OMG YES YES YES. This.
You win the day in my book.
Okay, have to go have fun on vacation. Enjoy the story!
I’ll post a recap of the song and dance later. Promise.
OMG YES YES YES. This.
You win the day in my book.
Okay, have to go have fun on vacation. Enjoy the story!
I’ll post a recap of the song and dance later. Promise.
Soooooooooo….when are you going to be at WDW this year?? Perhaps something could be arranged…
Haha…I have just had my ESTA through, so I am approved. I am not sure why I sigh a sigh of relief when it comes through.
It’s the creepy photo you put on the sign that makes them not do that. You sitting there, stroking a cat that isn’t there, with that WEIRD look on your face.

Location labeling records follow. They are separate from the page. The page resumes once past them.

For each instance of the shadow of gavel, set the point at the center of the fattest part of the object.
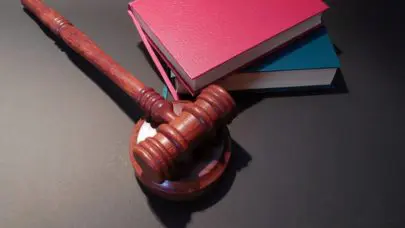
(178, 135)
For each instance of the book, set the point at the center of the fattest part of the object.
(204, 40)
(306, 62)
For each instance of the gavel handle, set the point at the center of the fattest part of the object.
(155, 106)
(176, 135)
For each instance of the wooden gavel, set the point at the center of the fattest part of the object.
(177, 135)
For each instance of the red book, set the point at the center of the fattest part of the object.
(205, 40)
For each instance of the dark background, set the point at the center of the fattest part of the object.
(322, 159)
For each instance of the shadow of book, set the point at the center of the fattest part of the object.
(247, 98)
(178, 214)
(125, 102)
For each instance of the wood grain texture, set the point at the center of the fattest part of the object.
(155, 106)
(188, 185)
(178, 135)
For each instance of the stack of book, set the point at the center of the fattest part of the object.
(254, 45)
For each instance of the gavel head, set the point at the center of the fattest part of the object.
(158, 156)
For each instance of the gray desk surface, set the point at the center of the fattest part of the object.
(306, 160)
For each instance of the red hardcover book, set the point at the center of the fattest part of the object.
(205, 40)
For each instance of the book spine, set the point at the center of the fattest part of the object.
(154, 57)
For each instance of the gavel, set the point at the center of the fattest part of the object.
(158, 159)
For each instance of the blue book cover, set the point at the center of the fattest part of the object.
(313, 51)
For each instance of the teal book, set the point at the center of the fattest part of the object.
(309, 61)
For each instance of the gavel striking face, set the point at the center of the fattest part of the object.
(178, 135)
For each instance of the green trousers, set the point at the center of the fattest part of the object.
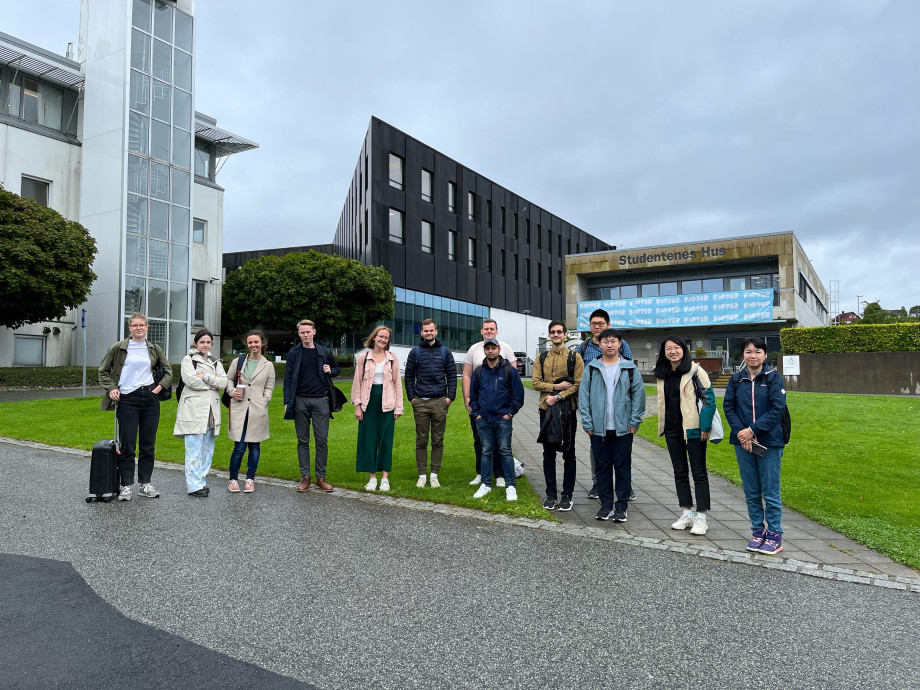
(375, 436)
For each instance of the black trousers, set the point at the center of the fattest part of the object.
(138, 415)
(694, 450)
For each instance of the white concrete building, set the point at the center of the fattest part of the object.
(113, 140)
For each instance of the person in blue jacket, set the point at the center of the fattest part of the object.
(496, 394)
(611, 402)
(754, 403)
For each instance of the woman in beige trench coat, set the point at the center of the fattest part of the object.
(198, 414)
(250, 386)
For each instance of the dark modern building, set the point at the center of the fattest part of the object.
(459, 246)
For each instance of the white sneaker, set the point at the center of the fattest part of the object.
(699, 525)
(683, 522)
(482, 491)
(148, 491)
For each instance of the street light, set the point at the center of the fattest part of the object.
(526, 313)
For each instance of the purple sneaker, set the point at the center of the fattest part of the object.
(772, 543)
(757, 540)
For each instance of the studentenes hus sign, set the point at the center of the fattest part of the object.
(704, 309)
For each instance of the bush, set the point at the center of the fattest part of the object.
(893, 337)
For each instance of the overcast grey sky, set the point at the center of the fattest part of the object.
(642, 123)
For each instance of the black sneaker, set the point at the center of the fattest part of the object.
(604, 514)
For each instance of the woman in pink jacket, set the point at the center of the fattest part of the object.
(377, 395)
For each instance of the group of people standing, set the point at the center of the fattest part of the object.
(610, 405)
(135, 374)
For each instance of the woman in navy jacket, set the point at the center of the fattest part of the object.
(753, 405)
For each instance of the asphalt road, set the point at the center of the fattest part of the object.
(341, 593)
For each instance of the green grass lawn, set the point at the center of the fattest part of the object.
(853, 464)
(78, 423)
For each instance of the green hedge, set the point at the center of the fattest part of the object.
(889, 337)
(65, 377)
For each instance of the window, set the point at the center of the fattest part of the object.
(202, 159)
(396, 226)
(36, 190)
(426, 185)
(198, 302)
(28, 351)
(396, 171)
(426, 237)
(199, 231)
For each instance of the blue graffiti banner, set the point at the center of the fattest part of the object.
(705, 309)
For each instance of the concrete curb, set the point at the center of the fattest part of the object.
(791, 565)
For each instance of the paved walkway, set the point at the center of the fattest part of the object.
(655, 507)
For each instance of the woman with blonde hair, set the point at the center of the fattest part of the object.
(377, 395)
(198, 415)
(250, 385)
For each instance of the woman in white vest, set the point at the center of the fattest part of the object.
(250, 383)
(198, 416)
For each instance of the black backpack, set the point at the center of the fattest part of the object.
(785, 423)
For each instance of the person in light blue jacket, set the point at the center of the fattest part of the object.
(611, 402)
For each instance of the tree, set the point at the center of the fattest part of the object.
(46, 259)
(340, 295)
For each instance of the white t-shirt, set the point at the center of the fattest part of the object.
(476, 354)
(136, 370)
(611, 376)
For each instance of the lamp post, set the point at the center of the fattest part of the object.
(526, 314)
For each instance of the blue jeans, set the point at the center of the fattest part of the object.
(496, 440)
(613, 455)
(236, 457)
(760, 480)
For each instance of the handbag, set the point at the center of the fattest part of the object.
(715, 432)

I mean…dude. :shudder:
Regarding @JuliaMc issue… It would really depend on how sleepy i was at the time for how I would handle it. We’d either get “just go away” Randall or “Oooook, let’s play with this moron” Randall.
If it was “Let’s play” there are several different scenarios from there. Off the top of my head, it would be the game “hard of hearing.” Asking the guy to continually repeat his demands, over and over because the door was just blocking all sound. This has the added benefit of having him possibly completely losing his crap in the hallway (more than already).

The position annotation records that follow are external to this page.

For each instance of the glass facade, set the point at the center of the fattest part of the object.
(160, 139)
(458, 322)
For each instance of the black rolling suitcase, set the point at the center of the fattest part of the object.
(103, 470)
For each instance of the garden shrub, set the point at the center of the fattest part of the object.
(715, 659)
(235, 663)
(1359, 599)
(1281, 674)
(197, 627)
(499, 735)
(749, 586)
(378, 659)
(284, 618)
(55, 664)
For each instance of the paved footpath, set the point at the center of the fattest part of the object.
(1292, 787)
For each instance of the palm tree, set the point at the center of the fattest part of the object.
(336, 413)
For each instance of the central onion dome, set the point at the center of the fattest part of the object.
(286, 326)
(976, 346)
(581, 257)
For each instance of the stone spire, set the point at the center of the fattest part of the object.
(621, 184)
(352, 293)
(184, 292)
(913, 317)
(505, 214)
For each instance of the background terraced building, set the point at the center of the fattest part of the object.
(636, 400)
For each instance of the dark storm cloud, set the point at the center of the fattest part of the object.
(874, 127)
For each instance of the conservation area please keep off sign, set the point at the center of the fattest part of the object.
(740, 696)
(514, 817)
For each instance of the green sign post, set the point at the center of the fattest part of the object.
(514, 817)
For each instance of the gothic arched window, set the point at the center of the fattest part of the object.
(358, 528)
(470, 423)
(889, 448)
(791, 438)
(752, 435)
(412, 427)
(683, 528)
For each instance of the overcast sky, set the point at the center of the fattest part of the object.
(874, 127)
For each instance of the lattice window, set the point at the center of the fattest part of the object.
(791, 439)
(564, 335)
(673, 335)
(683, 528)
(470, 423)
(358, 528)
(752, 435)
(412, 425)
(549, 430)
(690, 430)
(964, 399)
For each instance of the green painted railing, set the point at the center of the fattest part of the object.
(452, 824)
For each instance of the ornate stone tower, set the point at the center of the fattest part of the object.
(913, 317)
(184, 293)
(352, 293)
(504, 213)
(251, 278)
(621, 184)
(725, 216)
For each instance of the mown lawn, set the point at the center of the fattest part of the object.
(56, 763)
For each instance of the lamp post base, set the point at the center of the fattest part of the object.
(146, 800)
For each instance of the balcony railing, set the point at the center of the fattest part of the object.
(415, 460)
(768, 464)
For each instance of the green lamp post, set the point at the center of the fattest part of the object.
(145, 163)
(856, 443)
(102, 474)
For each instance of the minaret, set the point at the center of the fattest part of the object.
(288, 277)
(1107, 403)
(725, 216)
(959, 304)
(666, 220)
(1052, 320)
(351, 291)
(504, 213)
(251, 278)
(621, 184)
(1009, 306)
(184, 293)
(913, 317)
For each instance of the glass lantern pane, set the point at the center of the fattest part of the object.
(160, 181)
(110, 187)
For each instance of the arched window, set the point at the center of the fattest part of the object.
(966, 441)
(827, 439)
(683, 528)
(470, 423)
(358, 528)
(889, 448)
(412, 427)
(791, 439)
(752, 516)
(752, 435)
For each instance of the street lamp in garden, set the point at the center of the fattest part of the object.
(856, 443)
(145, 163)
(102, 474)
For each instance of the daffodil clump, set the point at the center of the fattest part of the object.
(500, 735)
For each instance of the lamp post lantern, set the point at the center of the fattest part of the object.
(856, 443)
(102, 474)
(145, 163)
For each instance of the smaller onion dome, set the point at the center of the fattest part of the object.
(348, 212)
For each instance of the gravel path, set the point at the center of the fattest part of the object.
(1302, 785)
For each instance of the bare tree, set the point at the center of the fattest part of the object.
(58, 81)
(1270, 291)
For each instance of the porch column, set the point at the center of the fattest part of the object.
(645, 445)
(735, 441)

“Keep it clown? Why would we want clowns in there? What?”
There’s also the anonymous through-the-door-survey: where you ask him his experience to the amount of noise you’ve been accused of making. “So on a scale of 1-5, 5 being the most agreeable, do you think the kids in here should be drinking Jack Daniels? 1…ok… what if it was Sangria? Interesting…”
Finally there’s the “responding in only Disney quotes/songs/titles”
Hmmmm……
To the @JuliaMc situation.
How loud could you have been sitting in bed? Jumping around is one thing. Slamming into walls. Moshing, perhaps. Headbanging. Skanking (Any late 90s ska fans out there? No? Just me?). But just hanging out in bed? Relax, Naked Dude.

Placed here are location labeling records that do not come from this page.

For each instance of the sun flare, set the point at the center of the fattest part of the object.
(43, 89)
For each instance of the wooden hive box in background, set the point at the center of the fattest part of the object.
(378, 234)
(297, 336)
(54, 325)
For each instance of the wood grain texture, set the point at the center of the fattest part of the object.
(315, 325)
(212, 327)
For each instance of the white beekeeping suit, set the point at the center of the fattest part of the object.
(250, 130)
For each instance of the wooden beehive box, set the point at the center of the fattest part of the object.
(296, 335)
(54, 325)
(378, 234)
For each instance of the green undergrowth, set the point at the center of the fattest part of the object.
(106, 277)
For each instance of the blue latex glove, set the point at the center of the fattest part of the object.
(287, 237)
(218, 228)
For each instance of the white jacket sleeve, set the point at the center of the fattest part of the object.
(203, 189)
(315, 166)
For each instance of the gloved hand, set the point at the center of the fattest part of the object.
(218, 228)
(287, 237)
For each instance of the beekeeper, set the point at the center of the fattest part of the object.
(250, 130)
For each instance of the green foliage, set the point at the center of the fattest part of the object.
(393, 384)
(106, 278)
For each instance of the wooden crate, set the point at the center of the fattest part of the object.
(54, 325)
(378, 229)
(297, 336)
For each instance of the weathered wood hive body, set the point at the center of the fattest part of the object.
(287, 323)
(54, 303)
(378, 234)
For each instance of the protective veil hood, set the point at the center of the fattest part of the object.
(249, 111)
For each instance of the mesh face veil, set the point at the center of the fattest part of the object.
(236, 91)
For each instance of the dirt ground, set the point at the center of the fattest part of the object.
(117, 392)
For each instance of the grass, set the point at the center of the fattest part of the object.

If you want to stay up until midnight in The Most Exhausting Place on Earth, that’s your prerogative. This guy should have called the front desk and not bothered you. Also, for his own safety, what if you were a maniac? Stupid.
Sorry this happened. Glad you’re moving from there.
Yyyyyeah I pretty much knew anything I was going to type was going to be a turn of phrase
You shoulda seen what I decided NOT to type
I breathe a sigh of relief too! I haven’t applied yet for this year, I’m hoping I might get 2 trips on the same one though I probably won’t.
So a little update for y’all.
Security went and visited my new friend this morning.
He stated he was locked out of his room and it was a case of mistaken room number.
I let them know that was incorrect.
The plot thickens!
His DW is going to strangle him!
Someone remind me to tell you all a hilarious story about this when Calvin and I get back from our walk.
Never, I mean NEVER open the door in a situation like this, and call front desk immediately. (so pretty much what you did LOL)
However, if it happened to me I would open the door and jump kick the offender in the throat !!!
I think if I tried that, I’d end up more injured than the intruder!
Hahahaha me too most likely. Or if I’m very lucky, while aiming at the throat I would actually hit the crotch and still get the hoped-for results LOL
Probably. Because I know the resort staff will follow up. I’m kind of a special person, and magical things happen when I open my mouth.
HahaHaha.
Not really. But.
There’s nothing I dislike more than someone telling false stories. Be honest. Dishonesty is my biggest pet peeve, I will make a hard stand on principle in situations like this!!
And no, I would never OPEN my room door. Yikes!
So… he thought he was knocking on his own door and telling himself to be quiet?
I’m betting Mousekeeping finds empty tequila bottles in his trash.
I wonder if it’s only me or if a lot of you guys would agree on this. When I go to Disney, I ‘‘adapt’’ my behavior as much as I can to be appropriate for a family place. I don’t get drunk, I don’t swear, I don’t walk around half naked, I don’t yell. I would not like for my son to see bad behavior and so I do my best to avoid other people’s kids seeing me displaying bad behavior.
I like having fun and I can be as stupid as the next guy if we’re a bunch of bros in Vegas, but there’s a time and place for everything, right ?
The Effects of Tequila by Number of Shots
(18 hours later) I’m bad at lying.
I don’t think Vegas is fun at all. I should know. I was there, once, when I was like 12. We drove through on our way to California, and just wanted to see what it looked like (in daytime…because, well, we were literally just passing through). We stopped in a K-Mart, where I was intrigued by the numerous slot machines at the check-outs. So, while my parents were paying for whatever it was they were buying, I was watching some guy play a slot machine. That is, until a K-Mart employee came over and told me I had no business over by those machines. It’s illegal for me to be there!
I’ve never cared for the place ever since!